Right after his first bath
Well, he's sleeping right now, so I'd better make this quick and go do the same. I'm so tired!
I've been thinking about this all day and I'm still not really sure how to put my thoughts and feelings into words. But I am truly obsessed with this new little addition of ours. I just can't get enough of holding and snuggling and looking at him.
My mom was fairly sick for a while after having me. I always told her that it was just the price to pay for getting a perfect child. Yes, I've always been humble. Anyway, I've been thinking about what a disaster this pregnancy was with all the various complications and such that I experienced as a result of it. Maybe that was the price to pay for this precious little guy. It was all worth it.
With the other two, I enjoyed their newness, but I really couldn't wait for them to grow a bit and become more interactive and responsive. This time I just want time to slow down. I want to solidify every moment in my memory and keep it there forever. Really, I just want to keep him just the way he is for a while--even with the sleep deprivation his current stage causes.
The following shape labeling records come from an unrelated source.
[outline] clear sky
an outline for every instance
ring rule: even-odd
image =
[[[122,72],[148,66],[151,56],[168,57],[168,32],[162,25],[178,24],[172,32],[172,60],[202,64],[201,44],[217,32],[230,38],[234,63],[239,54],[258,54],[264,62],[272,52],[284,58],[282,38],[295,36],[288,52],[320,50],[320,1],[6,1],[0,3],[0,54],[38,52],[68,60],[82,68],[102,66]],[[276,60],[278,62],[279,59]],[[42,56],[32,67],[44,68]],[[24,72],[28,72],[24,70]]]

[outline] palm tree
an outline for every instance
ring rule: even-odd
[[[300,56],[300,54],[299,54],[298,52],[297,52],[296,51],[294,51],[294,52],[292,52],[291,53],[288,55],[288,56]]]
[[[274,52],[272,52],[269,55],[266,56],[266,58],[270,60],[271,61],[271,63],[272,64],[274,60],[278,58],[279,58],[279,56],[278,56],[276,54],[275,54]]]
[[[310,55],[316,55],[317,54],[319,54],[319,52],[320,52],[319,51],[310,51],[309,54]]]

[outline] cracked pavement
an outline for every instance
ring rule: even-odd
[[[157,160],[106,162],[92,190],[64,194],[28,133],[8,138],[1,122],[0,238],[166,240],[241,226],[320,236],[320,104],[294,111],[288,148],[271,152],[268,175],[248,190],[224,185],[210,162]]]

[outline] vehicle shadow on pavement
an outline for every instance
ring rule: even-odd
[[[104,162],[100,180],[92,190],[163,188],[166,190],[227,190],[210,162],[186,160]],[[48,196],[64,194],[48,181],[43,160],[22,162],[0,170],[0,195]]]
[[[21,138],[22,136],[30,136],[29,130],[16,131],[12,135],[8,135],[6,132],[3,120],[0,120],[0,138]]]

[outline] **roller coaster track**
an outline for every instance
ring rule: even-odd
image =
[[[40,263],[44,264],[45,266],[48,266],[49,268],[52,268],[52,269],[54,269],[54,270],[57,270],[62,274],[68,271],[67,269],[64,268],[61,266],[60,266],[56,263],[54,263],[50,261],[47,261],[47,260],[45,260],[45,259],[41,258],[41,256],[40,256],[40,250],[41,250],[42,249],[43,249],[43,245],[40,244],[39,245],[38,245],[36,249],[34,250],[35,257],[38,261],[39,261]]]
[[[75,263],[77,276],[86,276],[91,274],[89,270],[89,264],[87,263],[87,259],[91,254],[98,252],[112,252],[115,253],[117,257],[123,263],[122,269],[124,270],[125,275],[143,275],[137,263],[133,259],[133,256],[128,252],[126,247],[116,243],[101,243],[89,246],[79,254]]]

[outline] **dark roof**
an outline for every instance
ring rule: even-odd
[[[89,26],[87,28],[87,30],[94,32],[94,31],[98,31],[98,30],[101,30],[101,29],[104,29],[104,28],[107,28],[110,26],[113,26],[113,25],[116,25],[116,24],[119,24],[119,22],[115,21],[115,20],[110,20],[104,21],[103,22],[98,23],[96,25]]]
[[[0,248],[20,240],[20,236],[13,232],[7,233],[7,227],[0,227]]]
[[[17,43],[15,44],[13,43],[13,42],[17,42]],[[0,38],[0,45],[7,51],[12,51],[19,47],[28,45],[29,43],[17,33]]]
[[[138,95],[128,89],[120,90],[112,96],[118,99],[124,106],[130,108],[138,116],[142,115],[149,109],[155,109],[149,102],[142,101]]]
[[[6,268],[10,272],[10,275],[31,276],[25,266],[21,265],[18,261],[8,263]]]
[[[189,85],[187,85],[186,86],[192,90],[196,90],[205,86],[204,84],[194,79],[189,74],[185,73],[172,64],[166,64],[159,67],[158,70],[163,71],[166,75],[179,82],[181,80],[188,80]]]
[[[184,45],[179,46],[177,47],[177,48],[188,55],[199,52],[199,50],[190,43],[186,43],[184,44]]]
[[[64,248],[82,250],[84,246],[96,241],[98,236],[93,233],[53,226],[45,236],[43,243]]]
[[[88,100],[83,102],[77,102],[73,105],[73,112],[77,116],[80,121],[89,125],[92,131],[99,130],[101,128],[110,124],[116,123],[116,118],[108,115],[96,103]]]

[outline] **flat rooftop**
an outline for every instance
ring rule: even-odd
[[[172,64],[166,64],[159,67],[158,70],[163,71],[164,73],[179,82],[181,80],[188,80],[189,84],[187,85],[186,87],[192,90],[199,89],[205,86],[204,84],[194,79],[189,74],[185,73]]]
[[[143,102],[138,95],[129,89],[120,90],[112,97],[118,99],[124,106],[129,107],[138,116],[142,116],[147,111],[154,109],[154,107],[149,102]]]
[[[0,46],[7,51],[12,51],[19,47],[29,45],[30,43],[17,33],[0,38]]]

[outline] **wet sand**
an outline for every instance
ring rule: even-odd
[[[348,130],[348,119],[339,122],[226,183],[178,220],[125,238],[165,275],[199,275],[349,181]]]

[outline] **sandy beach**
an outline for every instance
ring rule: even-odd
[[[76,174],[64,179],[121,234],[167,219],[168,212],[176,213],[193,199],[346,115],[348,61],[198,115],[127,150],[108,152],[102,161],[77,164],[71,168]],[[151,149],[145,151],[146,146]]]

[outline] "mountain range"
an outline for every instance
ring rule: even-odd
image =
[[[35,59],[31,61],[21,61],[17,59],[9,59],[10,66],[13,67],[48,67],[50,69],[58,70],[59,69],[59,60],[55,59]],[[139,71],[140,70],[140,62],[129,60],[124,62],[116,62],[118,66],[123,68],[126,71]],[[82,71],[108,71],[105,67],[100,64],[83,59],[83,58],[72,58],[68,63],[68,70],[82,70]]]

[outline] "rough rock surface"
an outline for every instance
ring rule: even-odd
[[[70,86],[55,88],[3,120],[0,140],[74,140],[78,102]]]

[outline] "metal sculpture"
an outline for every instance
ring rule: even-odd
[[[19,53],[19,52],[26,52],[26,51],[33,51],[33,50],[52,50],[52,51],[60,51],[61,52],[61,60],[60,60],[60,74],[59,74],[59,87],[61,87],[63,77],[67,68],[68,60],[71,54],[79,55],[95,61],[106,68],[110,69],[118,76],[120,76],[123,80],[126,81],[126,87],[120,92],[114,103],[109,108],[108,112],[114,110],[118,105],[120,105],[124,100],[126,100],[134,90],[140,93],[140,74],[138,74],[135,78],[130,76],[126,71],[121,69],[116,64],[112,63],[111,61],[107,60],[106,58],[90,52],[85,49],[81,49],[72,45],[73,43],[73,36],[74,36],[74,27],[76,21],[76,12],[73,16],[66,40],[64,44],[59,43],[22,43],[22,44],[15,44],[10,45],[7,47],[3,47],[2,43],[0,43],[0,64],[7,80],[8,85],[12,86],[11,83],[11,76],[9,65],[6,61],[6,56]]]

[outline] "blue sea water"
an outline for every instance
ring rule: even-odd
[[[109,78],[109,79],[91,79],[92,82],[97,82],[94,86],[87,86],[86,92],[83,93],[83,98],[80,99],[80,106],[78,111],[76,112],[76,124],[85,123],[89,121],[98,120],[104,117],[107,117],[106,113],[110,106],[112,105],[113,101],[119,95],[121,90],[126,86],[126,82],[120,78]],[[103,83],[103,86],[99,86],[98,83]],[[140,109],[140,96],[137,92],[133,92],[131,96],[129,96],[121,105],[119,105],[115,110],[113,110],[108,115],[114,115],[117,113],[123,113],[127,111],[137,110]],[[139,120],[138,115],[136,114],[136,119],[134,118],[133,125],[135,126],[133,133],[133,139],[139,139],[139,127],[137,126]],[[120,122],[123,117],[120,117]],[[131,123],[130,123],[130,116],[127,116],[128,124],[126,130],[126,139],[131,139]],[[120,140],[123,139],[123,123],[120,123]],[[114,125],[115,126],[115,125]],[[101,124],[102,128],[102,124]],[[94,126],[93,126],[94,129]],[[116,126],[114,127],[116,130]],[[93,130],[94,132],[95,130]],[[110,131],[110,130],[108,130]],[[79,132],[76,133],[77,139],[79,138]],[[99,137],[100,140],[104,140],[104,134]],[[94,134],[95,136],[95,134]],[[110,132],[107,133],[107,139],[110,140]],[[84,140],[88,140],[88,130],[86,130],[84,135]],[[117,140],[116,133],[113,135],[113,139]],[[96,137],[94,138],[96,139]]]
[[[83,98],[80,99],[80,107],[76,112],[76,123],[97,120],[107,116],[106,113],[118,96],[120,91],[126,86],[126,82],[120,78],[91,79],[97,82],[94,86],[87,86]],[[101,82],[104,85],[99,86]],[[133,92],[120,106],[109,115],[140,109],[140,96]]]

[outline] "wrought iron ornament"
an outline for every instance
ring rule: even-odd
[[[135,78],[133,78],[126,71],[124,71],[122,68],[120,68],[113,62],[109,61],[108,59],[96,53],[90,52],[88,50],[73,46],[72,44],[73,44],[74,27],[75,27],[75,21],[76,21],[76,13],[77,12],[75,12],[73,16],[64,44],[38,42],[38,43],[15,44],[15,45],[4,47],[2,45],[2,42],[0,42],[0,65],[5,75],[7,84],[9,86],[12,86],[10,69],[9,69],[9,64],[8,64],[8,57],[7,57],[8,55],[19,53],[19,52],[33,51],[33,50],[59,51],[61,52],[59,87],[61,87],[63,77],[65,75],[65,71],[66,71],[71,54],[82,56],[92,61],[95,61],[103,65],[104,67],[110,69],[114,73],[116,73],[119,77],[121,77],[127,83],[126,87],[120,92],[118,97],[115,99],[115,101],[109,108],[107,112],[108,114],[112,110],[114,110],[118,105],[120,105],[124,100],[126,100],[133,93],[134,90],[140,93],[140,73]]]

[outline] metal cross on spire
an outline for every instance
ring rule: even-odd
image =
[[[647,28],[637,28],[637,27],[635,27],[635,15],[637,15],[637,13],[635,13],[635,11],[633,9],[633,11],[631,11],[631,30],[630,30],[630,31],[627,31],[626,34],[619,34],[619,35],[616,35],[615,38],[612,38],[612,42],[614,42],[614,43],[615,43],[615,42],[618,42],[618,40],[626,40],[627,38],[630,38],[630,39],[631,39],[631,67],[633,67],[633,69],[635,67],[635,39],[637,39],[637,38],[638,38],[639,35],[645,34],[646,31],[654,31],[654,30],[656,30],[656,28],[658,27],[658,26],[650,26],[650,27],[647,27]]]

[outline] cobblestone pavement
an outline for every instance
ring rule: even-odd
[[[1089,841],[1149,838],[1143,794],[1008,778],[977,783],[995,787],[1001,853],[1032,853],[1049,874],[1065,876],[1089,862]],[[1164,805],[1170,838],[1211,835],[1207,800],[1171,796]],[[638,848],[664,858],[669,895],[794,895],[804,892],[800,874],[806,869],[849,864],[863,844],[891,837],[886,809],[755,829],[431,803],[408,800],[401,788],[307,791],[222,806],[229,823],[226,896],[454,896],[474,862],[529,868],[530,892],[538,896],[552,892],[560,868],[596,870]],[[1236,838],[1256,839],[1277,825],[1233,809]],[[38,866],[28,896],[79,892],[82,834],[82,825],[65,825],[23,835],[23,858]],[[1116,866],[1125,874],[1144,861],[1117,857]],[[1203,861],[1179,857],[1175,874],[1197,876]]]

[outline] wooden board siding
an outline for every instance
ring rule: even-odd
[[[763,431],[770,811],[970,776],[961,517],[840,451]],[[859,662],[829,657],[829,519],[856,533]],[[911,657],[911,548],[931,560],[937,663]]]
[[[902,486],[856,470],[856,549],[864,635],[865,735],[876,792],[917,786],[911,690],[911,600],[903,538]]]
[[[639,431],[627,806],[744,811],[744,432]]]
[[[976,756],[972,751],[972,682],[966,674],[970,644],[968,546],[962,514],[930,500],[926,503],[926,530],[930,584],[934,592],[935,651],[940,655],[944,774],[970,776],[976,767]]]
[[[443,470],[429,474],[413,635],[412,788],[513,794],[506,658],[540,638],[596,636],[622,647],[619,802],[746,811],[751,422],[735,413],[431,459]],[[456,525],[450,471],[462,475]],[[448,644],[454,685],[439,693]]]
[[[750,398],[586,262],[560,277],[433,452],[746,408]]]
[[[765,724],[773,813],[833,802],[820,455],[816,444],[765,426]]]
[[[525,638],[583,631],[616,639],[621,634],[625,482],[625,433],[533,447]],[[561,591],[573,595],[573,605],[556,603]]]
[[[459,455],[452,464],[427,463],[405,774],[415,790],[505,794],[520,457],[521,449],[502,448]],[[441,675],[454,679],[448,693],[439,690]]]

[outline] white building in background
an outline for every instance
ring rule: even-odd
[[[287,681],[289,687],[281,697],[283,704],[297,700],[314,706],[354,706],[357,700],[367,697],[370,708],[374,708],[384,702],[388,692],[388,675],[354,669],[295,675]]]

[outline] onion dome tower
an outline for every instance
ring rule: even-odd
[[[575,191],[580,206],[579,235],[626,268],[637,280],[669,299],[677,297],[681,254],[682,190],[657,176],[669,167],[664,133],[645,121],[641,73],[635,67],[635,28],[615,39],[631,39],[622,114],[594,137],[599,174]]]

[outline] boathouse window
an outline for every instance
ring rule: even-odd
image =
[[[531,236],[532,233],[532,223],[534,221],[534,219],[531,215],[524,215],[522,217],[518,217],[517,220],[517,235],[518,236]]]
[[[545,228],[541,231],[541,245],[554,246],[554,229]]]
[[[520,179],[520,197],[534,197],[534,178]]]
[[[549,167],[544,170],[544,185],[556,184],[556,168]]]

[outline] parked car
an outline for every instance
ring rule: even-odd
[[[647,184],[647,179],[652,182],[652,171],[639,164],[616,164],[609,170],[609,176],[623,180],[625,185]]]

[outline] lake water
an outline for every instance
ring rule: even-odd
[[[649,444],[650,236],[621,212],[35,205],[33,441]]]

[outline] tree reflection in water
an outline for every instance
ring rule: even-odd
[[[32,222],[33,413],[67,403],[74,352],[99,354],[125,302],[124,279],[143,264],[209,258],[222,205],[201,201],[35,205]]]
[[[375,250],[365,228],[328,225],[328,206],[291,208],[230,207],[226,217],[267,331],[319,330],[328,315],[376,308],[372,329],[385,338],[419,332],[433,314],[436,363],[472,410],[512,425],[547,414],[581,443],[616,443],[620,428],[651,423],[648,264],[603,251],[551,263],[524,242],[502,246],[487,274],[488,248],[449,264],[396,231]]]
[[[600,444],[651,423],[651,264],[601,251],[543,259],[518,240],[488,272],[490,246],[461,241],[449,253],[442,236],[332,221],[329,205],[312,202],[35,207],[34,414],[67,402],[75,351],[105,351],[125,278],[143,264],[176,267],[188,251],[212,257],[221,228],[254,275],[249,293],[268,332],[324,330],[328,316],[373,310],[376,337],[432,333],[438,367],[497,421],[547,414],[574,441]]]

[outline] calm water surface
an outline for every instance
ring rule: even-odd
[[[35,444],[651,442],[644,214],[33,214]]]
I'm sure it has a lot to do with where I'm at in my life this time around, but I also think there is something about him that just draws people in. Every nurse in the hospital commented (most repeatedly) about how cute he is. I'm sure many of them say that to all the parents, but most of them made a big deal about it to us.
One even passed that along with her report to the nurse taking over at the change of staff. I was on the phone, so I don't think she knew I was listening, but I was kind of paying attention to her rundown of his and my health status and then I heard her say, "And he is cute, cute, CUTE!"
I dropped him off at the nursery for a bit one day so I could take a shower and the nurse in the nursery gave a bit of a protest when I came back to pick him up. Then she made sure I knew that he was welcome to come back any time.
But I kept him for myself.
He's just the sweetest little baby. I love and adore everything about him. Thank goodness the rest of the family does too, or there might be some jealousy. Little M keeps caressing his face and saying, "Oh, he's so cute." So true.
So, it's been more of a Joyful Day than just a Moment.
Wishing you all Joyful Moments that take up an entire day!